Hi to you all,I've a firmware running on a NXP LPCLink2 (LPC4370: 204 Mhz Cortex M4 MCU) board which basically does this:
My problem is that my code is too slow, and every now and then and overwrite occurs.
Using the DMA I'm saving the ADC data, which I get in Twos complement format (Offset binary is also available), in a uint32_t buffer and try to prepare them for the CMSIS DSP function by converting the buffer into float32_t: here's where the overwrite occurs.

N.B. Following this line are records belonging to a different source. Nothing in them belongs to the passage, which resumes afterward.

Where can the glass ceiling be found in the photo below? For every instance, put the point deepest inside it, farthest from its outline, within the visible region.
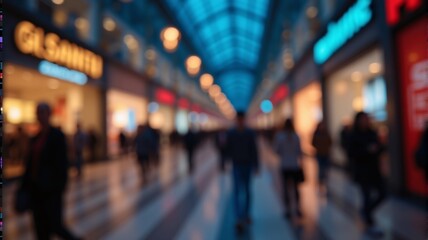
(227, 34)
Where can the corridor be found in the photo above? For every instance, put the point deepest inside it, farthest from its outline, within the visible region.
(112, 202)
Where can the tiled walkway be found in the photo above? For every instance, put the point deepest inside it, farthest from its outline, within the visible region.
(112, 202)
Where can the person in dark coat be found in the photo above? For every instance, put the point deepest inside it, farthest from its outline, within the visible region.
(220, 141)
(242, 151)
(365, 149)
(144, 142)
(123, 143)
(45, 177)
(322, 142)
(190, 141)
(92, 143)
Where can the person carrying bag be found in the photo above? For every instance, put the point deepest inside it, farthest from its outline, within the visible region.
(287, 146)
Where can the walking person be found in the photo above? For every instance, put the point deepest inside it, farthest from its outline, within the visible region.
(220, 141)
(123, 143)
(242, 150)
(79, 143)
(144, 142)
(322, 142)
(287, 146)
(45, 178)
(92, 142)
(190, 141)
(365, 149)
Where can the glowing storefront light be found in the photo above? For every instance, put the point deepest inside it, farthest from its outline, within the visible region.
(53, 70)
(266, 106)
(338, 33)
(33, 40)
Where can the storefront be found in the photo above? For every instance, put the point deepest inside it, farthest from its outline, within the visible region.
(127, 104)
(350, 61)
(306, 101)
(162, 112)
(357, 86)
(43, 66)
(407, 22)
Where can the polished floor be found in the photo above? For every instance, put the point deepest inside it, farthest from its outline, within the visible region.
(111, 201)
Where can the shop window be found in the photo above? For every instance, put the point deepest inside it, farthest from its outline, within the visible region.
(375, 98)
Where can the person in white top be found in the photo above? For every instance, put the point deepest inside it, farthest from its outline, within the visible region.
(287, 146)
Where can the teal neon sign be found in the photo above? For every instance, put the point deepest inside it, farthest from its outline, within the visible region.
(338, 33)
(56, 71)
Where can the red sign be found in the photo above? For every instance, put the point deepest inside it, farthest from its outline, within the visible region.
(183, 103)
(164, 96)
(393, 8)
(413, 62)
(280, 93)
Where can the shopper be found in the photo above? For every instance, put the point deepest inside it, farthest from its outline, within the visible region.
(123, 143)
(365, 149)
(45, 178)
(242, 150)
(79, 143)
(287, 146)
(322, 142)
(144, 142)
(220, 141)
(191, 141)
(92, 142)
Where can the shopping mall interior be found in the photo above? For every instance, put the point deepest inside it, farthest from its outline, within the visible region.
(214, 119)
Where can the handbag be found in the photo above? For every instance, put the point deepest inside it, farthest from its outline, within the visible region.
(22, 201)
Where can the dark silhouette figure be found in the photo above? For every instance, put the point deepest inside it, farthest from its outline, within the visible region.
(123, 143)
(287, 146)
(79, 142)
(322, 142)
(45, 177)
(144, 142)
(190, 141)
(365, 149)
(345, 134)
(242, 150)
(221, 140)
(92, 142)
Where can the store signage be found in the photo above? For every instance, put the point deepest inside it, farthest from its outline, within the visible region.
(33, 40)
(338, 33)
(394, 8)
(164, 96)
(413, 70)
(280, 93)
(54, 70)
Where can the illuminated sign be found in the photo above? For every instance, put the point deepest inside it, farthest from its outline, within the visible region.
(393, 9)
(338, 33)
(32, 40)
(53, 70)
(266, 106)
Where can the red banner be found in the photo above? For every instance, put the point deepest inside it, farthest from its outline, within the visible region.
(413, 61)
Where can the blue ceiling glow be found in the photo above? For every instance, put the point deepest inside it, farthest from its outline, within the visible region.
(227, 35)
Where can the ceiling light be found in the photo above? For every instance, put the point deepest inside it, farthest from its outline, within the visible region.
(374, 68)
(311, 12)
(150, 54)
(58, 2)
(81, 23)
(109, 24)
(206, 80)
(214, 91)
(170, 34)
(356, 76)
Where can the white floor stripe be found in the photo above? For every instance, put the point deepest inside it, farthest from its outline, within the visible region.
(146, 219)
(267, 212)
(205, 221)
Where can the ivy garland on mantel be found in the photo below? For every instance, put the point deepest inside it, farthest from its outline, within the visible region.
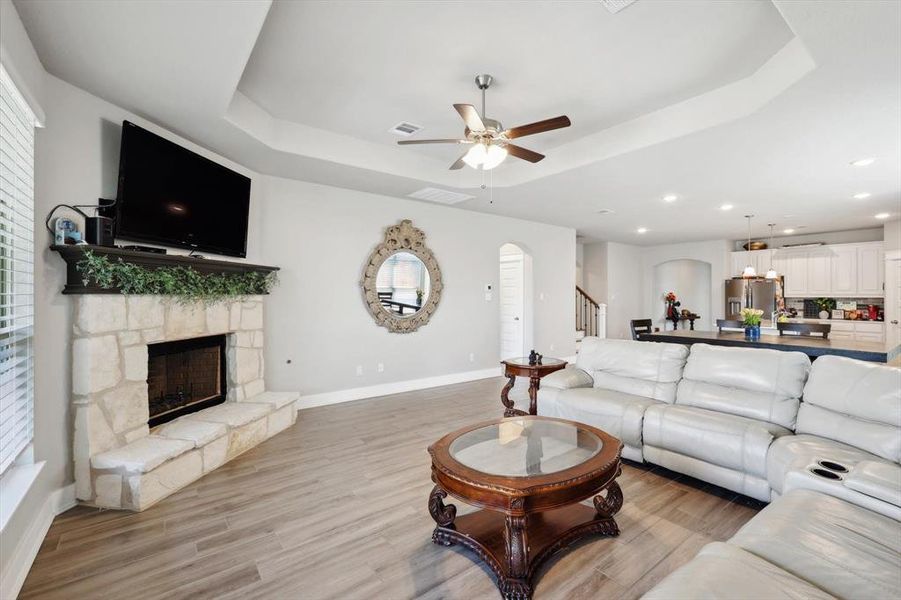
(185, 284)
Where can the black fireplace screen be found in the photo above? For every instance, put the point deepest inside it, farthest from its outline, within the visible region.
(185, 376)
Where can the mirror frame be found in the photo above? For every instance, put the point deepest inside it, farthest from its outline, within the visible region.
(403, 237)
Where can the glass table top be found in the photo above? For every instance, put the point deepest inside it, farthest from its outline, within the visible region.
(525, 447)
(524, 361)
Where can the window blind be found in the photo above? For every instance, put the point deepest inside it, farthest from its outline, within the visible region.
(17, 123)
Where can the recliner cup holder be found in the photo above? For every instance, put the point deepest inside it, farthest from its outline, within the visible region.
(826, 474)
(833, 466)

It's worth saying that I'm currently using Floating point Software, not hardware.
The CMSIS library also accepts fractional formats like q31_t, q15_t and so on, and since I don't strictly need floating point maths I could even use these formats if that could save me precious time.It feels like I'm missing something important about this step, that's no surprise since this is my first project on a complex MCU, any help/hint/advise would be highly appreciated and would help me in my thesis.

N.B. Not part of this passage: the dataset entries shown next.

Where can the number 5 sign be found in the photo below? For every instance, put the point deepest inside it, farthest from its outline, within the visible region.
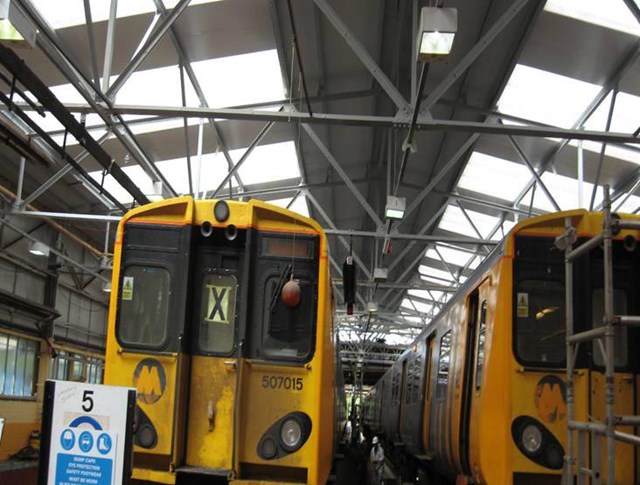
(86, 436)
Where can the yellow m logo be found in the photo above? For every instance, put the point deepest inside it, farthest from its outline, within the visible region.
(150, 380)
(550, 399)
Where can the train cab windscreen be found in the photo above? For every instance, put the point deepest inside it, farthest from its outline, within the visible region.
(144, 303)
(539, 303)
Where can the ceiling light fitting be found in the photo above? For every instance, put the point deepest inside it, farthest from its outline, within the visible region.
(395, 207)
(39, 248)
(438, 27)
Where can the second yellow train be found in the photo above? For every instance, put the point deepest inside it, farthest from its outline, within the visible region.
(481, 396)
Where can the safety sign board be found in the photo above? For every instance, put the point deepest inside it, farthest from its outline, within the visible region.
(86, 434)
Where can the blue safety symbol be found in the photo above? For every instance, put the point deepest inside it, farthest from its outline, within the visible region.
(104, 444)
(85, 442)
(67, 439)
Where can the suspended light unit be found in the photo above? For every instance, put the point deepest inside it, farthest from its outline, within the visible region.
(437, 29)
(395, 207)
(38, 248)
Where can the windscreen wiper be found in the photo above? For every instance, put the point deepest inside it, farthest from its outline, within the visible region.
(286, 270)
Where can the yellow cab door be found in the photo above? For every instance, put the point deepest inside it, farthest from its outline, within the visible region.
(427, 392)
(148, 315)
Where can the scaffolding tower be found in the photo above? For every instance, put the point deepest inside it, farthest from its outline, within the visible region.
(603, 336)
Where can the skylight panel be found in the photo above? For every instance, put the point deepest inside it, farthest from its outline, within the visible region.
(625, 114)
(67, 13)
(626, 203)
(166, 88)
(565, 192)
(503, 231)
(546, 97)
(612, 15)
(497, 177)
(268, 163)
(614, 151)
(454, 220)
(210, 170)
(416, 305)
(243, 79)
(137, 176)
(428, 295)
(225, 81)
(434, 275)
(299, 205)
(451, 256)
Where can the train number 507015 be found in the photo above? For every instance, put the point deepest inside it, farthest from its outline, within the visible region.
(282, 382)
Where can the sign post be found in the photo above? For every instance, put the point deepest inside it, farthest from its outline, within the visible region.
(87, 432)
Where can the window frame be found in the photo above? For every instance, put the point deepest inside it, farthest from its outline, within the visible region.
(118, 326)
(29, 344)
(442, 385)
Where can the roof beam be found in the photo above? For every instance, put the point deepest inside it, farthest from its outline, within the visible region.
(148, 46)
(363, 55)
(186, 63)
(362, 120)
(343, 175)
(473, 54)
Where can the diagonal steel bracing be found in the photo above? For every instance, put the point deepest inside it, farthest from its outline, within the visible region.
(148, 46)
(186, 63)
(363, 55)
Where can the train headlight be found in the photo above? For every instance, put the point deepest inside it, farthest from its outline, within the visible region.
(287, 435)
(531, 439)
(291, 434)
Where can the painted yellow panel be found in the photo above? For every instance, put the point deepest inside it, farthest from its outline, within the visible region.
(210, 418)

I'll leave here the link for the (more datailed) question I asked in the NXP forums, just in case: LPC4370: ADCHS, GPDMA and CMSIS DSP | NXP Community .
Thanks in advance!
Line 19, 20, 36 and 37 looks very wrong to me.

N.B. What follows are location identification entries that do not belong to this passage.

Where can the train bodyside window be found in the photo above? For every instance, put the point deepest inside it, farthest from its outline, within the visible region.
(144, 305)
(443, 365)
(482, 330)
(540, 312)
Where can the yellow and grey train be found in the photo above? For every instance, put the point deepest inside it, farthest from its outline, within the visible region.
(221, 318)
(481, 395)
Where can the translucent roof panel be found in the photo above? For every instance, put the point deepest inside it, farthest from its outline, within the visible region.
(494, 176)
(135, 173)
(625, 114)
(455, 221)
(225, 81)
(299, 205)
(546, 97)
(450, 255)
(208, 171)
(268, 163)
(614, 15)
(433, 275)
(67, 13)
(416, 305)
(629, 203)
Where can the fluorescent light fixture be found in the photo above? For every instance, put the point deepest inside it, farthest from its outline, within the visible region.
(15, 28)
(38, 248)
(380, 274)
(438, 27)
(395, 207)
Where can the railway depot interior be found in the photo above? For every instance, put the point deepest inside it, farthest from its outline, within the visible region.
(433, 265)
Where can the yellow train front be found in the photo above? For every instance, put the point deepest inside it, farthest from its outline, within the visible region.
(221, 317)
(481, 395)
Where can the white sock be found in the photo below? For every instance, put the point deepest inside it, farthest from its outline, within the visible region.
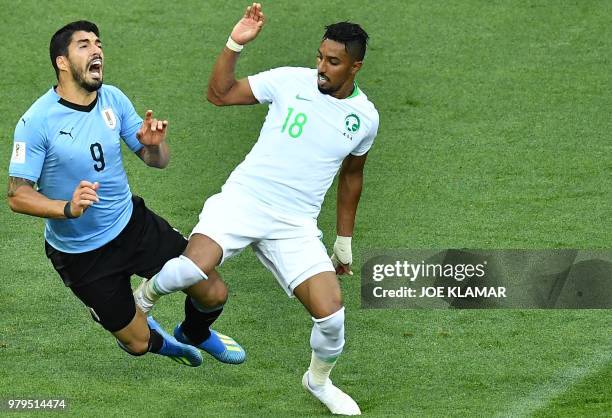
(177, 274)
(319, 370)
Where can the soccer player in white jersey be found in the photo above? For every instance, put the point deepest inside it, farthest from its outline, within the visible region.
(318, 121)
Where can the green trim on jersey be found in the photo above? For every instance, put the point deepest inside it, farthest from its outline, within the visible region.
(355, 92)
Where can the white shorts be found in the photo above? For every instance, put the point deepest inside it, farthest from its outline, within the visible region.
(289, 246)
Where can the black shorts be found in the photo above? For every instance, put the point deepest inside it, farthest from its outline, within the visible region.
(101, 278)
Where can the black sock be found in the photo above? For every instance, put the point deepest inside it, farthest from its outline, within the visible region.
(197, 323)
(155, 341)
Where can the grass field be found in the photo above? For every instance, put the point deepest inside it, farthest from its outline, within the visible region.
(494, 133)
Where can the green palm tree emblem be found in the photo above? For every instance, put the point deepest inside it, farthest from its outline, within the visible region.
(352, 123)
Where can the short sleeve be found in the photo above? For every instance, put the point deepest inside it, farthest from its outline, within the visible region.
(29, 149)
(366, 143)
(265, 85)
(130, 122)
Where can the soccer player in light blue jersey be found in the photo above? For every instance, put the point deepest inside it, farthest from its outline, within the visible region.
(98, 234)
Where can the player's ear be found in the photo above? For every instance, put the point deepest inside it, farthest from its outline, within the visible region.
(62, 63)
(356, 67)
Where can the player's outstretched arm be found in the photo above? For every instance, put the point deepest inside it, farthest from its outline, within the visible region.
(223, 88)
(22, 198)
(152, 135)
(350, 183)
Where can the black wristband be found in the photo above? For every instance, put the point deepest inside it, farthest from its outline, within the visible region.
(67, 212)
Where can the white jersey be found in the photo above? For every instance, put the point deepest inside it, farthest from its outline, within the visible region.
(304, 139)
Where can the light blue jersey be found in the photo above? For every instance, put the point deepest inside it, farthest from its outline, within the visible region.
(57, 144)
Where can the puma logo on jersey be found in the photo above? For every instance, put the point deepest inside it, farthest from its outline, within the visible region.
(109, 118)
(67, 133)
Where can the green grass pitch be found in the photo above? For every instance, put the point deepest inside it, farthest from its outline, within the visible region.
(494, 133)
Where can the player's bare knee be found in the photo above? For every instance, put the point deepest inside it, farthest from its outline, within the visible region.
(204, 252)
(215, 296)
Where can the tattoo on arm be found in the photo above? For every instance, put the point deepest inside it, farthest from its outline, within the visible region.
(15, 183)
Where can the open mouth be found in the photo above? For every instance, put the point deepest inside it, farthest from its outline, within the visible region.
(95, 68)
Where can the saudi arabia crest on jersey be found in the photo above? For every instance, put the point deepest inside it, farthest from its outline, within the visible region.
(352, 123)
(109, 118)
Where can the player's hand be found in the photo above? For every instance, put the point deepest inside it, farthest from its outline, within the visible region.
(249, 26)
(342, 258)
(152, 131)
(83, 197)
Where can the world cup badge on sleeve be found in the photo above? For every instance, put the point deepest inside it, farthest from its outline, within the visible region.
(109, 118)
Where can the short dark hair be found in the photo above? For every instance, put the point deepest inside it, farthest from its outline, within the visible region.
(61, 39)
(354, 38)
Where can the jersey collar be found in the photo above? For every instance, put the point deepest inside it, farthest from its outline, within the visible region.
(81, 108)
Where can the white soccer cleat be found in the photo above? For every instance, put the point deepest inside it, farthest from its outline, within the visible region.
(338, 402)
(144, 298)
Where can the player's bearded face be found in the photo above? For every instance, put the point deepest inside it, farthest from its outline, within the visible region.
(334, 67)
(87, 62)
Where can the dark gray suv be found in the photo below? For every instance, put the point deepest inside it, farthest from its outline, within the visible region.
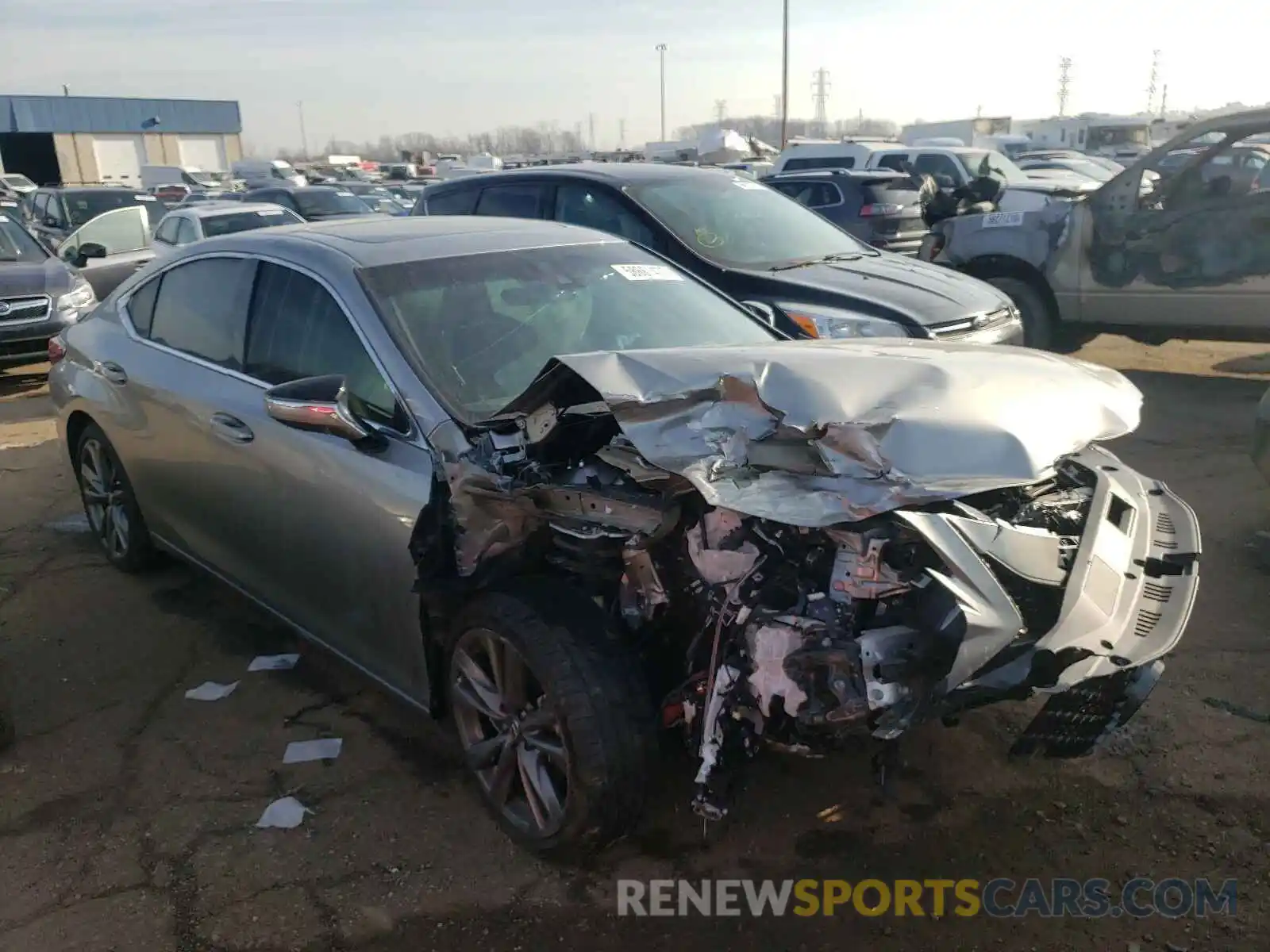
(879, 207)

To me, it seems you're doing the same job twice.
Eg. after 8 iterations, the values you've already sign-extended, will be sign-extended again.
I could be wrong, but I better mention it; are you sure that they're doing what you want ?
(I would remove them completely)
About the 'prefetch' on branches (P):
Prefetch only happens when necessary. It's not really something you're in control of (especially not when using C code).
-But it may be 3 the first time the branch jumps back in the loop and then 1 from that point on.
If an interrupt happens while you're inside the loop, P might become 3 again.
But as you see, this is something that's rare, so I think you can assume the value 1.
RAM usage looks great. There's plenty for placing code in SRAM in a section that does not collide with the DMA.
As far as I can tell, the DMA buffer is somewhere in RamLoc128.
That means you can pick any of the other ram locations (I'd suggest one of the AHB sections) for the code.
Now, I just don't know which address RamLoc128 is.
(I particularly like that NXP measure 0 Bytes in GB).